The output has columns:
1st: log group name
2nd: log stream name
3rd: message
Using --no-group and --no-stream you may switch the first two columns off.
Using --no-color you may get rid of color control characters in the output.
EDIT: as awslogs version 0.2.0 adds --filter-pattern, text updated.
If you are using the Python Boto3 library for extraction of AWS cloudwatch Logs. The function of get_log_events() accepts start and end time in milliseconds.
For reference: http://boto3.readthedocs.org/en/latest/reference/services/logs.html#CloudWatchLogs.Client.get_log_events
For this you can take a UTC time input and convert it into milliseconds by using the Datetime and timegm modules and you are good to go:
from calendar import timegm
from datetime import datetime, timedelta
# If no time filters are given use the last hour
now = datetime.utcnow()
start_time = start_time or now - timedelta(hours=1)

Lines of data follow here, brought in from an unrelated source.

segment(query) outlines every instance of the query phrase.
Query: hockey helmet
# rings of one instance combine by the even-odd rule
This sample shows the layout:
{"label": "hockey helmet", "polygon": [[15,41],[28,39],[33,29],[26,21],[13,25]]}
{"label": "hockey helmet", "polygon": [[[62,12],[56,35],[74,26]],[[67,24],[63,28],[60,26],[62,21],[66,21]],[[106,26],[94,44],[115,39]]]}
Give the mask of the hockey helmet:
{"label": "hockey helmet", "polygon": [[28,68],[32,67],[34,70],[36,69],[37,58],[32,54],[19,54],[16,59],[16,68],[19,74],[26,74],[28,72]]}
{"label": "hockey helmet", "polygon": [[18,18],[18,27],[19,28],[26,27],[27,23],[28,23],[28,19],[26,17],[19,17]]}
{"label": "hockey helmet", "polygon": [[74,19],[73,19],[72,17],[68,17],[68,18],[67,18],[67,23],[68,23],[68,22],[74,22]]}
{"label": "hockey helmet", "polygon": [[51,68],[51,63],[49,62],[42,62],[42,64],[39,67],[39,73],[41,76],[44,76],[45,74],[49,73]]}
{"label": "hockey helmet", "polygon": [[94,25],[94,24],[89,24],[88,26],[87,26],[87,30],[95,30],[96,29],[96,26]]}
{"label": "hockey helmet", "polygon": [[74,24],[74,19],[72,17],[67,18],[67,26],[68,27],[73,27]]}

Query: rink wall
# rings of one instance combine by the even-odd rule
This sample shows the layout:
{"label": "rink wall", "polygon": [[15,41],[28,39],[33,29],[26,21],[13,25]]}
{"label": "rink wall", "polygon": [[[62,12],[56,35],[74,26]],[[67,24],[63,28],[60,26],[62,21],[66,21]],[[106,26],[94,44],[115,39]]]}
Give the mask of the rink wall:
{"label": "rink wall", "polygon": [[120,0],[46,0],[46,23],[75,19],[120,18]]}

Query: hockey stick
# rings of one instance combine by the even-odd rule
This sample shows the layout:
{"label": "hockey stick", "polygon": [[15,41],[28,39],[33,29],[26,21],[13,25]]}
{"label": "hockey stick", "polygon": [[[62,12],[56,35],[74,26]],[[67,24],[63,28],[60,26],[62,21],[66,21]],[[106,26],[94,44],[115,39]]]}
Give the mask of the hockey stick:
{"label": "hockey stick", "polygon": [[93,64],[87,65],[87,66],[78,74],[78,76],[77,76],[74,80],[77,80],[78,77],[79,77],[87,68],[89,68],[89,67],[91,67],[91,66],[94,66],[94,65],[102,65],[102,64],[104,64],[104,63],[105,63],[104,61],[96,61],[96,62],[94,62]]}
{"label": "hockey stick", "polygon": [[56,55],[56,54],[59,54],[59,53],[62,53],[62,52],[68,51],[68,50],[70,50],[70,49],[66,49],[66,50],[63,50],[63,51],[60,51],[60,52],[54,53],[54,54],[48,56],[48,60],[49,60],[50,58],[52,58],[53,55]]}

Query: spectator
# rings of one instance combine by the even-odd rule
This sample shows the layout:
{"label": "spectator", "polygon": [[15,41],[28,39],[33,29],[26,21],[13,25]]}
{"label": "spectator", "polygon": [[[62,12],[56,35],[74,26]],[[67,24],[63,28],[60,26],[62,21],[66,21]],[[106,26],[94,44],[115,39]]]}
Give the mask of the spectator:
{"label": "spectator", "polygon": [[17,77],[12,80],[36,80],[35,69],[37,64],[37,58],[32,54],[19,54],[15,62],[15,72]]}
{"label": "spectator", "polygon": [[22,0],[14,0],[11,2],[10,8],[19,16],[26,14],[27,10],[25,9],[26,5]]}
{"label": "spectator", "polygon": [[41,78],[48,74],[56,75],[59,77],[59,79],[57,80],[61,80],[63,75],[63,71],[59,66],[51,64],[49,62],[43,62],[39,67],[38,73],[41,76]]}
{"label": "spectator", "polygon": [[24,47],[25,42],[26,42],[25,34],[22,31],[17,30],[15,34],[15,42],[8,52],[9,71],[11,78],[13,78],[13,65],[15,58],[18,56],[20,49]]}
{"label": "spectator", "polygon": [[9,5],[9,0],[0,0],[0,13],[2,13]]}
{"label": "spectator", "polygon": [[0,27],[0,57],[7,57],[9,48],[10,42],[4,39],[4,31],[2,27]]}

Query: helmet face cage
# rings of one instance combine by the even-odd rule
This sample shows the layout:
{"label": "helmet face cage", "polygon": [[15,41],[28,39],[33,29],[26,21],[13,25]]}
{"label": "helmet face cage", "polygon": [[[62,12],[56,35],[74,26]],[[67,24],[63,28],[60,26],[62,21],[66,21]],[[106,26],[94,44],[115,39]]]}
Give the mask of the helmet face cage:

end_time = end_time or now
start_ms = timegm(start_time.utctimetuple()) * 1000
end_ms = timegm(end_time.utctimetuple()) * 1000
So, you can give inputs as stated below y using sys input as:
python flowlog_read.py '2015-11-13 00:00:00' '2015-11-14 00:00:00'
While Jan's answer is a great one and probably what the author wanted, please note that there is an additional way to get programmatic access to the logs - via subscriptions.
This is intended for always-on streaming scenarios where data is constantly fetched (usually into Kinesis stream) and then further processed.
Haven't used it myself, but here is an open-source cloudwatch to Excel exporter I came across on GitHub:
https://github.com/petezybrick/awscwxls
Generic AWS CloudWatch to Spreadsheet Exporter CloudWatch doesn't provide an Export utility - this does. awscwxls creates spreadsheets
based on generic sets of Namespace/Dimension/Metric/Statistic
specifications. As long as AWS continues to follow the
Namespace/Dimension/Metric/Statistic pattern, awscwxls should work for
existing and future Namespaces (Services). Each set of specifications
is stored in a properties file, so each properties file can be
configured for a specific set of AWS Services and resources. Take a
look at run/properties/template.properties for a complete example.
I think the best option to retrieve the data is provided as described in the API.